27 March 2018

Endeavouring to understand - a brief guide to endeavours clauses

"Best endeavours", "reasonable endeavours" and "all reasonable endeavours" are terms often used in contracts but perhaps not fully understood.  Whilst most contractual obligations are expressed to be absolute, an endeavour is an agreement to try to fulfil an obligation.  They will be used where a party is unwilling to agree to something absolutely.   

There are three often used types of endeavour, each with a varied level of commitment:

  • best endeavours;
  • reasonable endeavours; and
  • all reasonable endeavours.

Endeavours clauses are interpreted by reference to the parties' intention at the time the contract was formed, and case law determines how they are defined.  When drafting a contract it is therefore important to consider what level of commitment is appropriate to agree to.

To ensure parties are clear about their contractual obligations in practice, it will be best to deal with uncertainties surrounding endeavours expressly in the contract by, for example, listing the steps that must be taken to fulfil the relevant obligation. 

Best Endeavours

An agreement to use best endeavours is the most onerous.

These require a party to "Take all those steps in their power which are capable of producing the desired results … being steps which a… [obligee], acting in his own interests and desiring to achieve that result, would take" (IBM United Kingdom Ltd v Rockware Glass Ltd [1980] FSR 335).

For example, Blackpool Airport was forced to sacrifice its own commercial interest by staying open outside its normal hours despite incurring losses, after agreeing to use its best endeavours to promote Jet2's low cost airline services (Jet2.com v Blackpool Airport Ltd [2012] EWCA Civ 417). A best endeavours obligation can also impose an obligation to commence litigation or appeal a decision.

However, there must still be a degree of reasonableness.  A best endeavours clause does not require "the certain ruin of the Company or ... the utter disregard for the interests of shareholders" (Terrell v Mabie Todd and Co Ltd [1952] 69 RPC 234).

Although best endeavours clauses are not absolute and do not guarantee an outcome, they can imply significant risk bearing obligations and may be commercially unwise.  Whilst not ruinous, the financial implications could be significant for the obligor and caution must be exercised during contractual negotiations.    

Best endeavours is a particularly onerous commitment involving taking steps that a prudent and determined obligee would take, and may require the sacrifice of commercial interests in order to fulfil an obligation. 

Reasonable Endeavours

Reasonable endeavours are the least onerous.  Crucially, there is no obligation to sacrifice one's own commercial interests, and the likelihood of the obligor achieving the desired result is relevant.  If there are numerous available courses of action, it may suffice that a party takes only one of those steps to satisfy his obligation.

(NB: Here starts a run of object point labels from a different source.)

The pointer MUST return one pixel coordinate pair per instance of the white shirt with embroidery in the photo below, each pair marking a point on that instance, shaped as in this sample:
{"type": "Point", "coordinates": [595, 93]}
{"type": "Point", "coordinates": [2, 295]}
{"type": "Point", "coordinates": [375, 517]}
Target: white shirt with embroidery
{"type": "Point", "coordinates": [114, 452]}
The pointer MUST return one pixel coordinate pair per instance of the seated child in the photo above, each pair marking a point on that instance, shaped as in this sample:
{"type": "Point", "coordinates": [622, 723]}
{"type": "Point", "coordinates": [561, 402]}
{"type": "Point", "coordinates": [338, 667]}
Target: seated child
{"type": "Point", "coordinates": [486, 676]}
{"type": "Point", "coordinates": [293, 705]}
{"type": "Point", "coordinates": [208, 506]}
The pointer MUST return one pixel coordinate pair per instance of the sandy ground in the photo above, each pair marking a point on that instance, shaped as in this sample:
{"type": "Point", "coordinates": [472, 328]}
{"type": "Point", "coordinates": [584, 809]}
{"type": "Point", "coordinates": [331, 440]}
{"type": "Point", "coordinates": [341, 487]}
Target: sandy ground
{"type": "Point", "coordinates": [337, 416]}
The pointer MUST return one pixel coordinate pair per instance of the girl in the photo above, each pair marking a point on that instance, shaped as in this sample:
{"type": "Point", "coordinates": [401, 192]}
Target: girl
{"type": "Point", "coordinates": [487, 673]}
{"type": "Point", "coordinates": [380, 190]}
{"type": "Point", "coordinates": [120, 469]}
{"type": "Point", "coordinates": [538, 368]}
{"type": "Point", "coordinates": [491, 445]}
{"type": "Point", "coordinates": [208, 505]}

Nonetheless, if a contract sets out the steps a party must take to fulfil an obligation, those steps must be taken and the obligation will not be fulfilled unless and until this is done.

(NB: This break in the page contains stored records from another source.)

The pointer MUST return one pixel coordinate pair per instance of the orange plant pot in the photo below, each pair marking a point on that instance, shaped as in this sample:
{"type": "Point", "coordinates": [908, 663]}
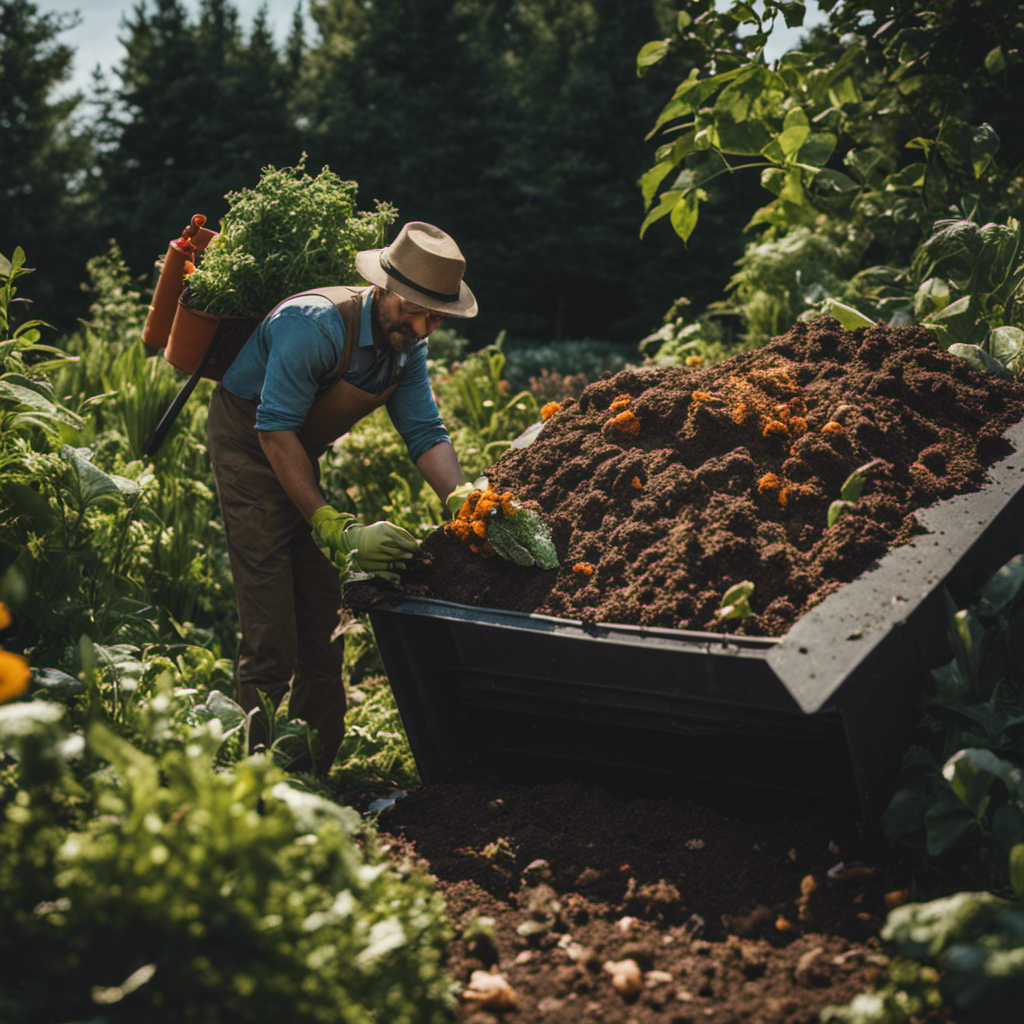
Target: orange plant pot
{"type": "Point", "coordinates": [189, 337]}
{"type": "Point", "coordinates": [169, 286]}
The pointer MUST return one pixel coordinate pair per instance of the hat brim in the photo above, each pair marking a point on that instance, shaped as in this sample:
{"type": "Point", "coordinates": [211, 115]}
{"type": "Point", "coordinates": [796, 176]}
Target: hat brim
{"type": "Point", "coordinates": [368, 263]}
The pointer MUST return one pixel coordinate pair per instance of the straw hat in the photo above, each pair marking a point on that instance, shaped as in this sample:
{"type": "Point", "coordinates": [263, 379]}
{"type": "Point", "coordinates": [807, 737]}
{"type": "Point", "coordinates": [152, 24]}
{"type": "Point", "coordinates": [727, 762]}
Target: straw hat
{"type": "Point", "coordinates": [424, 265]}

Reasonable endeavours clauses are most common in practice. However, careful consideration should still be exercised as they can give rise to ambiguity, leaving an obligor uncertain as to what extent he must go to fulfil the obligation. 

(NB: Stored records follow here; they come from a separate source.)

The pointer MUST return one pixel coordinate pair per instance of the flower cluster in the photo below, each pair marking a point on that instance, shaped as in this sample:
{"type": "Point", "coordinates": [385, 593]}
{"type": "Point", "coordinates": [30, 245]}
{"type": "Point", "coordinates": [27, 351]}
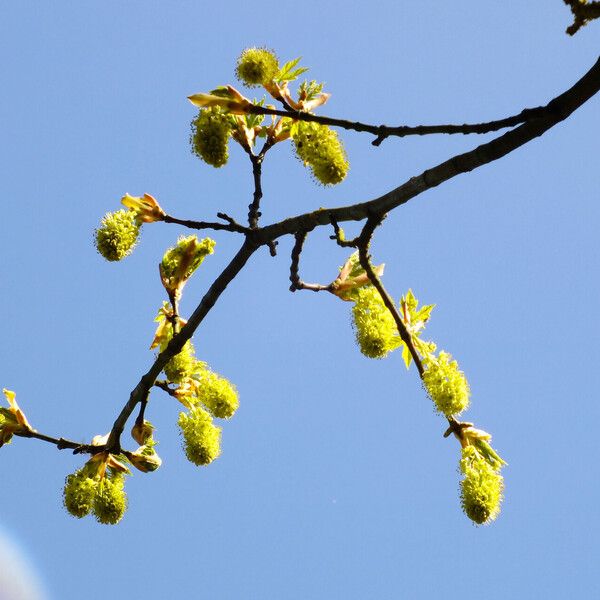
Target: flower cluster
{"type": "Point", "coordinates": [257, 66]}
{"type": "Point", "coordinates": [12, 419]}
{"type": "Point", "coordinates": [117, 235]}
{"type": "Point", "coordinates": [204, 393]}
{"type": "Point", "coordinates": [319, 147]}
{"type": "Point", "coordinates": [201, 438]}
{"type": "Point", "coordinates": [481, 488]}
{"type": "Point", "coordinates": [98, 487]}
{"type": "Point", "coordinates": [180, 261]}
{"type": "Point", "coordinates": [375, 328]}
{"type": "Point", "coordinates": [446, 384]}
{"type": "Point", "coordinates": [225, 111]}
{"type": "Point", "coordinates": [210, 136]}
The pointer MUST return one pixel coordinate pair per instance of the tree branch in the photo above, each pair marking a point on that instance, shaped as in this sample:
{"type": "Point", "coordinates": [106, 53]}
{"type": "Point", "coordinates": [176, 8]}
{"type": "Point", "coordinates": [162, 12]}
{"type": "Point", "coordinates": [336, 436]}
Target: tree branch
{"type": "Point", "coordinates": [141, 391]}
{"type": "Point", "coordinates": [231, 225]}
{"type": "Point", "coordinates": [297, 283]}
{"type": "Point", "coordinates": [384, 131]}
{"type": "Point", "coordinates": [555, 111]}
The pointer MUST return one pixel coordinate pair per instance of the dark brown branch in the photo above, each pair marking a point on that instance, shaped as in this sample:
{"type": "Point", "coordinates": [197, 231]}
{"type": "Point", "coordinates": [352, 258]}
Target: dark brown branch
{"type": "Point", "coordinates": [384, 131]}
{"type": "Point", "coordinates": [164, 385]}
{"type": "Point", "coordinates": [555, 112]}
{"type": "Point", "coordinates": [365, 261]}
{"type": "Point", "coordinates": [231, 225]}
{"type": "Point", "coordinates": [141, 391]}
{"type": "Point", "coordinates": [297, 283]}
{"type": "Point", "coordinates": [61, 443]}
{"type": "Point", "coordinates": [582, 14]}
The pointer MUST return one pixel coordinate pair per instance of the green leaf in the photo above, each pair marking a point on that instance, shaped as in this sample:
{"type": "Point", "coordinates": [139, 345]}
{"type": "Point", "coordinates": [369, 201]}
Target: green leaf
{"type": "Point", "coordinates": [285, 73]}
{"type": "Point", "coordinates": [221, 91]}
{"type": "Point", "coordinates": [406, 355]}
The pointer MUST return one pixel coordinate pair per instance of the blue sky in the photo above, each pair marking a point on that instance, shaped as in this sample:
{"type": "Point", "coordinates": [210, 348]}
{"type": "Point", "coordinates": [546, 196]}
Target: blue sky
{"type": "Point", "coordinates": [335, 481]}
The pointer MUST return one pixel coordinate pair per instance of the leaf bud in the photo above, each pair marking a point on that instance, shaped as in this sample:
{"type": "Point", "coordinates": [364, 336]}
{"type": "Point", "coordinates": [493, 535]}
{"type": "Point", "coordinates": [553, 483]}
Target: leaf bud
{"type": "Point", "coordinates": [201, 438]}
{"type": "Point", "coordinates": [141, 432]}
{"type": "Point", "coordinates": [146, 208]}
{"type": "Point", "coordinates": [375, 328]}
{"type": "Point", "coordinates": [180, 261]}
{"type": "Point", "coordinates": [117, 235]}
{"type": "Point", "coordinates": [145, 458]}
{"type": "Point", "coordinates": [446, 384]}
{"type": "Point", "coordinates": [257, 66]}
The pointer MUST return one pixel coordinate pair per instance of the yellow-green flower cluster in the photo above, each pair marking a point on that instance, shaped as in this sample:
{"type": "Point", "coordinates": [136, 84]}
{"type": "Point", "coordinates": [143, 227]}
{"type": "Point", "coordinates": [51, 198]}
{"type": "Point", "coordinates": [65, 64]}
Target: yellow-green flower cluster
{"type": "Point", "coordinates": [375, 328]}
{"type": "Point", "coordinates": [201, 438]}
{"type": "Point", "coordinates": [86, 491]}
{"type": "Point", "coordinates": [446, 384]}
{"type": "Point", "coordinates": [110, 501]}
{"type": "Point", "coordinates": [319, 147]}
{"type": "Point", "coordinates": [257, 66]}
{"type": "Point", "coordinates": [210, 136]}
{"type": "Point", "coordinates": [117, 235]}
{"type": "Point", "coordinates": [482, 486]}
{"type": "Point", "coordinates": [182, 365]}
{"type": "Point", "coordinates": [217, 394]}
{"type": "Point", "coordinates": [180, 261]}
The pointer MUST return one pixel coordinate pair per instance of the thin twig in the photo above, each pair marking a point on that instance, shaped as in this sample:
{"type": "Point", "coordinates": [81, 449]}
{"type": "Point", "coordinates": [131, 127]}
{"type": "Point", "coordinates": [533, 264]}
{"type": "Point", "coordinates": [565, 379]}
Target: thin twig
{"type": "Point", "coordinates": [142, 389]}
{"type": "Point", "coordinates": [365, 261]}
{"type": "Point", "coordinates": [297, 283]}
{"type": "Point", "coordinates": [384, 131]}
{"type": "Point", "coordinates": [61, 443]}
{"type": "Point", "coordinates": [556, 111]}
{"type": "Point", "coordinates": [231, 225]}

In most cases, reasonable endeavours is a commitment to pursue one reasonable course of action to fulfil the relevant obligation, bearing in mind the obligor's own commercial interests, and need not include every available course of action.

All Reasonable Endeavours

This is a middle position, implying "something more than reasonable endeavours but less than best endeavours" (UBH v Standard Life (The Times, 13 November 1986 (obiter)).  However, its interpretation is unclear. 

It has been argued that all reasonable endeavours are interchangeable with best endeavours due to the element of reasonableness applied to the latter.  Therefore, the obligor may be required to take all reasonable courses of action as opposed to just one (which would satisfy the level of commitment required by reasonable endeavours). 

However, in comparison with best endeavours, the obligor is not expected to sacrifice its commercial interests.  It is therefore sensible to conclude that it includes elements of both best and reasonable endeavours. 

All reasonable endeavours are likely to involve pursuance of all available, yet reasonable, courses of action to fulfil the obligation. The obligor is not obliged to disregard its commercial interests and continue trying to fulfil the obligation if this will be futile.

This blog post is a summary and does not necessarily cover every aspect of the topics with which it deals. It is not designed to provide legal or other advice. This blog post states the position as at the date of publication.